In your case, Fortify "rulepacks" appear quite proprietary/complex, so using their product is probably your only option for pre-audit auditing. If licensing is out of the question, and you can't strike a cross-promotional bargain (i.e. you market with "Secured by Fortify", they use you as a case study, you get a discount), try and get access to the tool through the bank before the official audit, or negotiate an appropriately flexible window of time in which to address any discovered issues.
* You're not "innocent until proven guilty" in an audit. In *many* situations, we had to argue against rules that were nonsensical in Java, or false-positive issues discovered by the audit. Some we won, most we lost; we faced an uphill battle on all.
* Our auditor was apparently not fluent in Java, and flagged several issues regarding the method names on classes in java.lang.*. Be thankful for automated auditing
Good luck!
Scott Severtson
Senior Architect, Digital Measures
The whole Sarbanes-Oxley regulations really leave the bank (or any financial institution) with little choice; they are legally required to guarantee the security and accountability of their systems, without being able to audit your code, they cannot give such guarantee and thus cannot use your system whilst still following Sarbanes-Oxley regulations.

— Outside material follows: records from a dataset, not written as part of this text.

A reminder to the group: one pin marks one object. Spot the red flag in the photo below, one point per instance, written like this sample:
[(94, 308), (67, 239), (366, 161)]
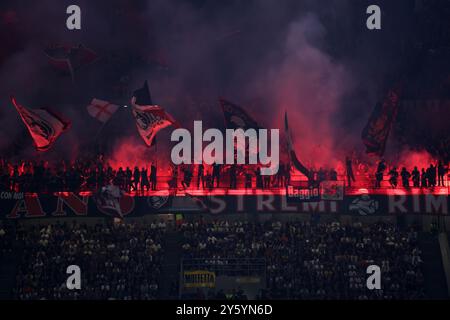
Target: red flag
[(150, 120), (44, 126)]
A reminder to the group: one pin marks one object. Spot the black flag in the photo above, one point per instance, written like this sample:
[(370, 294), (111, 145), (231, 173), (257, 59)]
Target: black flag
[(236, 117)]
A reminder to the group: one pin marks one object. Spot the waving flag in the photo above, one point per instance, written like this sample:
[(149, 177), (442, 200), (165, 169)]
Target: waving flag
[(376, 132), (102, 110), (44, 125), (236, 117), (150, 120), (292, 155)]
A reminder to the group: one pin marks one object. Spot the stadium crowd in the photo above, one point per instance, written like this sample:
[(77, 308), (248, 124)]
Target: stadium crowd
[(117, 261), (91, 175), (315, 261)]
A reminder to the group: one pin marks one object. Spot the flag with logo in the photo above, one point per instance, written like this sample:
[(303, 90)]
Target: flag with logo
[(43, 125), (101, 110), (376, 132), (236, 117), (150, 118), (292, 155)]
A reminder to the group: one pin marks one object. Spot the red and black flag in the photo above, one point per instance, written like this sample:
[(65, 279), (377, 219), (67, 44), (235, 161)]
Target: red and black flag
[(236, 117), (150, 119), (44, 125), (292, 155), (376, 132)]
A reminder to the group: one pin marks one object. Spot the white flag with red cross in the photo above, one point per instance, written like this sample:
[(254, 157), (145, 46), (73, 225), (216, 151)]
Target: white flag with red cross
[(102, 110)]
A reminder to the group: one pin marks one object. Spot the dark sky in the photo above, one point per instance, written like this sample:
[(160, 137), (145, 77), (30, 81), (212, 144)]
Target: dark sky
[(315, 59)]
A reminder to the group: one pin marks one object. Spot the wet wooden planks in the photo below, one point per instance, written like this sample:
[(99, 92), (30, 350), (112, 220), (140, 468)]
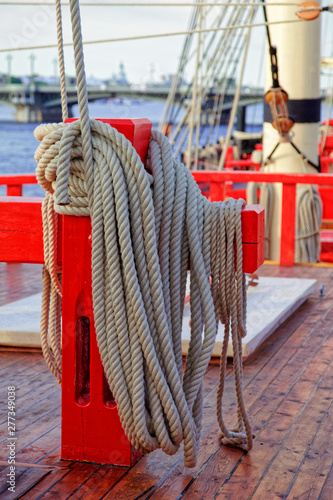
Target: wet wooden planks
[(288, 394)]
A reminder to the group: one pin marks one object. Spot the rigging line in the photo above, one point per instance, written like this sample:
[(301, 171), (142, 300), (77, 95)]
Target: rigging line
[(170, 112), (145, 4), (217, 22), (272, 53), (233, 44), (173, 136), (155, 35), (236, 99), (228, 50)]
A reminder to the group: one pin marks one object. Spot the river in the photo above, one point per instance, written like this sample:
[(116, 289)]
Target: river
[(18, 145)]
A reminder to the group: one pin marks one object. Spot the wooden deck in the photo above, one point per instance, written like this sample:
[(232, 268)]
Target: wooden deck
[(288, 390)]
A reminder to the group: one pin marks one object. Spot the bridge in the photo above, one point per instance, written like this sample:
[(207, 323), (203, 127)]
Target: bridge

So you've only got two choices: "Let them audit the code" or "Lose a customer".
FYI, I work as a programmer at a bank.
Slashdot social media options: AIM, ICQ, Yahoo, Jabber and Mobile Text. Why no MySpace?
I work for a lab that does seurity reviews and evaluations. There are a few things you might want to consider:
http://erichsieht.wordpress.com/category/english/
As a buyer of software I would not only expect (not demand: expect) access to the code for an audit, I would also expect you to keep the source code in escrow, in case you fold and are no longer able to support the software.
As the other poster said, if you're in the business of moving bits on discs, you're already ruined. You're just waiting for the time delay to kick in.